受け取ったレンズをしまい、ルーティは礼を言う。
セシルはどういたしましてと、笑顔で返した。
「あ、アンタもグミ食べる? 8種類入ってるから選り取り見取りよ」
「いや……私、あんまりグミが好きじゃなくて」
「そう? 残ね……」
無意識に取り出したグミを口に入れルーティは黙り込む。もしかしたら苦いとされる味に当たったのかもしれない。
セシルは失笑し、天井を見上げた。
「それじゃリオンの所に行こうかな。

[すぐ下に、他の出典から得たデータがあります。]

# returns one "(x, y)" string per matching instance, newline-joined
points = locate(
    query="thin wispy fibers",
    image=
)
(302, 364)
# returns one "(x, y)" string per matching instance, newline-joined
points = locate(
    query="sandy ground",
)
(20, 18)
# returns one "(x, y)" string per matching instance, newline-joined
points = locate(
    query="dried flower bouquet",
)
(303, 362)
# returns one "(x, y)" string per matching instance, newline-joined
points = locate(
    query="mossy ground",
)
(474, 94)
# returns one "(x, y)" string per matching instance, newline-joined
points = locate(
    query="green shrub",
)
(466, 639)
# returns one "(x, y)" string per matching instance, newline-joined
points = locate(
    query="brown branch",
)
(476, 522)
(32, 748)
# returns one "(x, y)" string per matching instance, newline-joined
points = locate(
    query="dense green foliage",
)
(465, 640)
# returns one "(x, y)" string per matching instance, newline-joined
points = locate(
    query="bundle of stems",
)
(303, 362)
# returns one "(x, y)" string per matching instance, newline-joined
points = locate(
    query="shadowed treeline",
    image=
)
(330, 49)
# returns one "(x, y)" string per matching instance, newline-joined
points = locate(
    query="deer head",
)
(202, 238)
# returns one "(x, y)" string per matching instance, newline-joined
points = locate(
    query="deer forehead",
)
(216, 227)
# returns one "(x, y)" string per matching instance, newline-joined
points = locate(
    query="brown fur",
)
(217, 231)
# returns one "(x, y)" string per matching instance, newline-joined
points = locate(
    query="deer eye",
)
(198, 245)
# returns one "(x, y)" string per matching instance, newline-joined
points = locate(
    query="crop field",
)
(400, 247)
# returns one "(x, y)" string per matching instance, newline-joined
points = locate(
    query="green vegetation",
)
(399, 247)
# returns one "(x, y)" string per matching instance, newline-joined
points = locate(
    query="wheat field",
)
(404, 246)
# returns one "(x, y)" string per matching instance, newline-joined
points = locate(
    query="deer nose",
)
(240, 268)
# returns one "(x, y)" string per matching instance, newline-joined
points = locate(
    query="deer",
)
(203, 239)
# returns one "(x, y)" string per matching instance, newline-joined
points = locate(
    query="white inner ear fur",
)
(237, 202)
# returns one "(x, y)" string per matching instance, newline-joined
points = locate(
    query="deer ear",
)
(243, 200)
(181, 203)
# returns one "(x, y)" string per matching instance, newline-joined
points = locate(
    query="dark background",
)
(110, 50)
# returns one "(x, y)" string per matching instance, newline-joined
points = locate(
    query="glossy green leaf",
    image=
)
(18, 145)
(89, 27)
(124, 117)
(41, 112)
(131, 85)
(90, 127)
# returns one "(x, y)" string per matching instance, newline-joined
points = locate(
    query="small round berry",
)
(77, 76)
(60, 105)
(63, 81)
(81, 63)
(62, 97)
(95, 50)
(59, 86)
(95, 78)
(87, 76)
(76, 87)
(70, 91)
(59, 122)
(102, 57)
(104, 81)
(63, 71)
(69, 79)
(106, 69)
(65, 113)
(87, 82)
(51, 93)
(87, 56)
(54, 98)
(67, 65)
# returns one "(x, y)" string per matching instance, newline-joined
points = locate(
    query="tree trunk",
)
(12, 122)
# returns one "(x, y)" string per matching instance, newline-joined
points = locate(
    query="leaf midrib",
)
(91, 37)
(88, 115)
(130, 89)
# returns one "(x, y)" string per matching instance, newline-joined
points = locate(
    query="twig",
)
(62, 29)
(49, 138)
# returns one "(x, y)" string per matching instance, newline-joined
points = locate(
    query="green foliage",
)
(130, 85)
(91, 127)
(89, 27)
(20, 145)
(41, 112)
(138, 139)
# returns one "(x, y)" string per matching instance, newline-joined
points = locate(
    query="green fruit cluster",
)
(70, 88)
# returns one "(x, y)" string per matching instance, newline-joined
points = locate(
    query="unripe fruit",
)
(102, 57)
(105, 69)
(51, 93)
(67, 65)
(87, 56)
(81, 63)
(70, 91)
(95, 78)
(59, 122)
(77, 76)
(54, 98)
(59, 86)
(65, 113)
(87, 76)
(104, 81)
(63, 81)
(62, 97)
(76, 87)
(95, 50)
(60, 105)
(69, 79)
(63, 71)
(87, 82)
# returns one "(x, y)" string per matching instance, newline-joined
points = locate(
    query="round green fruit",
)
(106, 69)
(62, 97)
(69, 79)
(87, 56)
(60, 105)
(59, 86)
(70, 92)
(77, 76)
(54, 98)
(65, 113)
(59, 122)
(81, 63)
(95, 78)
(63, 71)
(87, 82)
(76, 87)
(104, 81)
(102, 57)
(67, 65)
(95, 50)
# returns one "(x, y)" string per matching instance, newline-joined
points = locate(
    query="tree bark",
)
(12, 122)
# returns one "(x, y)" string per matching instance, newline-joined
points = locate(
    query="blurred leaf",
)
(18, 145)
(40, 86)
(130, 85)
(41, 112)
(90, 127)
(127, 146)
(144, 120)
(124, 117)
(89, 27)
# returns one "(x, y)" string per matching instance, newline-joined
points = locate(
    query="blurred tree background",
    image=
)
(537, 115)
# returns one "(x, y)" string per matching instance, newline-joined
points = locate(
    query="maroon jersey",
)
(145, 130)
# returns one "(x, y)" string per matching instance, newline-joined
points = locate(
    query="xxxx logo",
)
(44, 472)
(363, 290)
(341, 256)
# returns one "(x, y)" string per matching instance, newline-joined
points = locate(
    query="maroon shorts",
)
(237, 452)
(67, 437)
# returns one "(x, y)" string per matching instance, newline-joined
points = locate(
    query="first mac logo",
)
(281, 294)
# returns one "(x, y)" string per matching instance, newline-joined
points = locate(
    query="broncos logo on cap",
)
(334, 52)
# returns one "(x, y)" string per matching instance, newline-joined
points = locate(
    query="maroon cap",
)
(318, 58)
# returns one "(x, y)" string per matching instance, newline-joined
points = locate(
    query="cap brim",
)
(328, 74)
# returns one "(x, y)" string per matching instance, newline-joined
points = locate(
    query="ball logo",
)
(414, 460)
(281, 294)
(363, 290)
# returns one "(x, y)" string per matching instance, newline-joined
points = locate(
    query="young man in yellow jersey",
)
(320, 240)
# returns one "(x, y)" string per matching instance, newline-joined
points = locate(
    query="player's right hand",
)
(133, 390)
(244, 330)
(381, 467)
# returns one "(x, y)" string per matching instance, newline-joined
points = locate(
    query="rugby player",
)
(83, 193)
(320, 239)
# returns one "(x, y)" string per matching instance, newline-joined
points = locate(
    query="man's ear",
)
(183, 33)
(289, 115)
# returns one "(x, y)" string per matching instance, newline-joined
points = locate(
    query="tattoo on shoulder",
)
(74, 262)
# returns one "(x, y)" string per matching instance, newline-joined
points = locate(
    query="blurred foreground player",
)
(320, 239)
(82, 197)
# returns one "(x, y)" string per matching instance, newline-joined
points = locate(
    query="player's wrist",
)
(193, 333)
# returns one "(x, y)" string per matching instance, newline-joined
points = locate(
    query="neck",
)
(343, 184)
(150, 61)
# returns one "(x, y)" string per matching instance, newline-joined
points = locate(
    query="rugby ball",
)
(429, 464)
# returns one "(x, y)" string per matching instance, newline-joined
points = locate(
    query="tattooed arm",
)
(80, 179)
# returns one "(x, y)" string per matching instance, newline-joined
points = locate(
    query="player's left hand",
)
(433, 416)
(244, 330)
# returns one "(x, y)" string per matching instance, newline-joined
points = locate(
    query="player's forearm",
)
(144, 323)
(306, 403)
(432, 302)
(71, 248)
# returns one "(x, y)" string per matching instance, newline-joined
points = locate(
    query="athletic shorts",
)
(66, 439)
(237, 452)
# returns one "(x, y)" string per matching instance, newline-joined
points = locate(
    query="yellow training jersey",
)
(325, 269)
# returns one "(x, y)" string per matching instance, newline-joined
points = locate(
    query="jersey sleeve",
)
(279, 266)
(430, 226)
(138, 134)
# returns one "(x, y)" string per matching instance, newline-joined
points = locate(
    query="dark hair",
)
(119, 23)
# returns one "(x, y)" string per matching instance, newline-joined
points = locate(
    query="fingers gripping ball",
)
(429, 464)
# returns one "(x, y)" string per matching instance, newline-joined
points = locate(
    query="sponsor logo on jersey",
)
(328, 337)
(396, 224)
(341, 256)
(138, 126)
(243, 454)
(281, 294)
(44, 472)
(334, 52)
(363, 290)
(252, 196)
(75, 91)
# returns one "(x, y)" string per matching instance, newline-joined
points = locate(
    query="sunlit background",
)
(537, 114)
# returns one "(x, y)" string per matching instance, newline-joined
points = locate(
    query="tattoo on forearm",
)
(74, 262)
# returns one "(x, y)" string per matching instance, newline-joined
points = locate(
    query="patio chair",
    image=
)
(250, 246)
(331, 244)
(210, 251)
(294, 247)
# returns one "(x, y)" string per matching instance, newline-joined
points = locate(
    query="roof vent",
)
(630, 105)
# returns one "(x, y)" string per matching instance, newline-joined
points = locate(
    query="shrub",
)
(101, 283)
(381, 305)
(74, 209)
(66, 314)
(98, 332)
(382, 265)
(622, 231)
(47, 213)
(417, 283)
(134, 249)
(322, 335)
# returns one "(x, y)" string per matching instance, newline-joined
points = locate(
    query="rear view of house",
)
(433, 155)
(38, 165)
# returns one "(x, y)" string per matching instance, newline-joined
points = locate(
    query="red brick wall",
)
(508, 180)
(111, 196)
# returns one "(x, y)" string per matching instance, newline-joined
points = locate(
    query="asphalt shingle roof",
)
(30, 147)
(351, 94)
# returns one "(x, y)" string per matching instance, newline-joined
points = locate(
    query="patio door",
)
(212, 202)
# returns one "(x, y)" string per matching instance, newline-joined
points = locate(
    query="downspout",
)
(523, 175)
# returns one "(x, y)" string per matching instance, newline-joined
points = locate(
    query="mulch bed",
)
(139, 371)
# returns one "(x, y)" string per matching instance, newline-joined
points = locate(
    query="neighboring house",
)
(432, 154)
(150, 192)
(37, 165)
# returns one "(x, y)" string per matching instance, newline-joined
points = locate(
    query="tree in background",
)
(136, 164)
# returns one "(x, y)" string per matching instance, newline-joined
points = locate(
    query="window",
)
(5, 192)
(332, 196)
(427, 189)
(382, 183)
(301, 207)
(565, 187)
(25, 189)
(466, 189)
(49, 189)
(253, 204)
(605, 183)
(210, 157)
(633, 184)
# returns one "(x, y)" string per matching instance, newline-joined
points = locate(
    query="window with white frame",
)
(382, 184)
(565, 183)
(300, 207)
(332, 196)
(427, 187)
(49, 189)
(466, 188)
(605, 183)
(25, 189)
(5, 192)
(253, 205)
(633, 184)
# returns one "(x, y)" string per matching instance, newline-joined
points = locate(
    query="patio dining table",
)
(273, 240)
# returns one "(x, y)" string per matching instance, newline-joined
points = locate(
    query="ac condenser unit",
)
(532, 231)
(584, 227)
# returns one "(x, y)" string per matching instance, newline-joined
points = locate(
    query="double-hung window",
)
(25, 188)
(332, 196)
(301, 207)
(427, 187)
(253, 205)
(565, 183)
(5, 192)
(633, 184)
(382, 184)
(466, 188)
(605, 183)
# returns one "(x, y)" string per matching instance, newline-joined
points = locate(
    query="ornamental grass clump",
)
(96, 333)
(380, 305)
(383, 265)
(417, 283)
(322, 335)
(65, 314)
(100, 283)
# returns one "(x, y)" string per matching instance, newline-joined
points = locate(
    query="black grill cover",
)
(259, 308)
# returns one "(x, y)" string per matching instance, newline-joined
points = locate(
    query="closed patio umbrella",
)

私としては、もう少し愛想良くしてもらいたいものなんだけど」
「べつにいいんじゃない? 世の中色んな人間が居るんだし。
それに今更愛想良くされても此方が困っちゃうわ」
「そうかい? ……私は心配性なのかな……」
小声で呟きながらセシルは階段を上り去って行く。
悩む後ろ姿を見て、ルーティも呟いた。
「理解してくれる人間がすぐ近くに居るっていうのは、凄く幸せな事ね」
「ルーティ……、そうだな」
傍で話を聞いていたマリーが、大きく頷いた。
嬉しそうにルーティは笑う。
「リオン、潮風浴び過ぎてシャルティエが錆びても知らないよ」
「……嫌味か、それは」
甲板で一人佇む顔色の悪いリオンは、現れたセシルを横目で睨む。